There is one disadvantage though, the time complexity of NMF topic modelling is polynomial [17]. It is an NP-hard problem, which means it is difficult to find an optimal solution [18]. This problem can be solved using Hierarchical Alternating Least Squares Algorithm for NMF (HALS–NMF) [18]. Another common practice to approach NP-hard problems is to use gradient descent [18].

5 Conclusion

BI has become essential to all sizes of organizations as everything has become digital and people are more aware about their surroundings and the variety of options present. The competition in the market is ever-increasing. In today’s world, to sustain in this market a company has to implement BI. BI is expected to grow exponentially in the future.

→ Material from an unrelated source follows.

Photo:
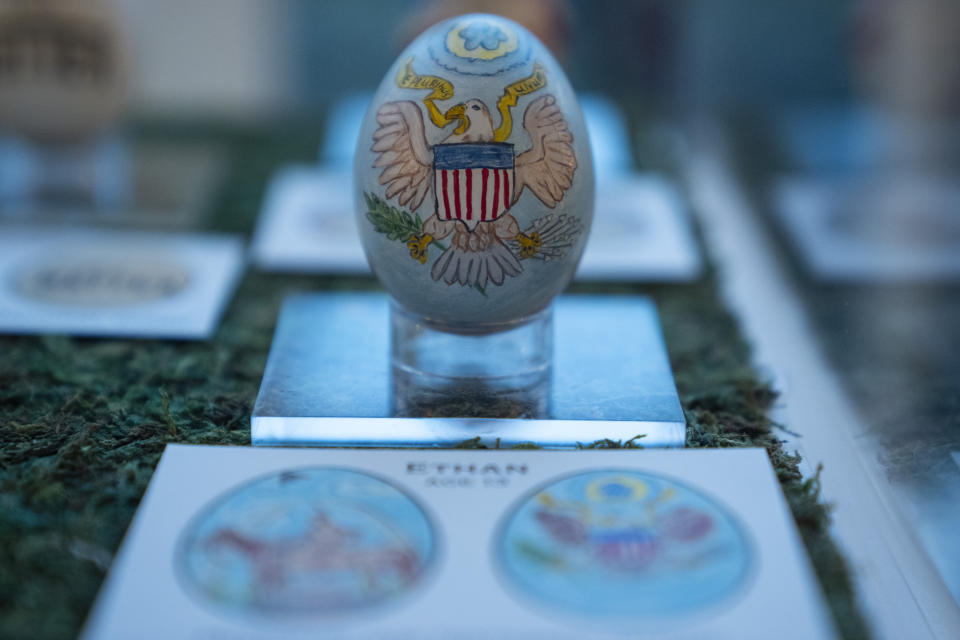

We have proposed a method using which a platform (interface) can be created, where any organization can not only see customer reviews about their products but can also use, the analysis done and represented in a graphical format, to make important business strategies and improve their performance.

The method includes performing sentiment and thematic analysis on the reviews and extracting features from the themes generated. The organizations can use this platform to see which features are performing badly, why and what areas need more work. For example, from Fig. 9, it is clear that topic 6 is performing badly which is evident from the fact that among all the tweets about it, maximum tweets have a negative sentiment (blue colour). From Fig. 9, we observe that topic 6 represents the feature “service” or “customer service”. Hence, we can conclude that customers are not happy with the customer service and it needs more work.

Similarly, many different kinds of graphs can be created and different kinds of analysis can be done which will help the organizations understand customers’ needs and make changes accordingly.

Thus, business intelligence can be of great help to organizations and help facilitate their growth.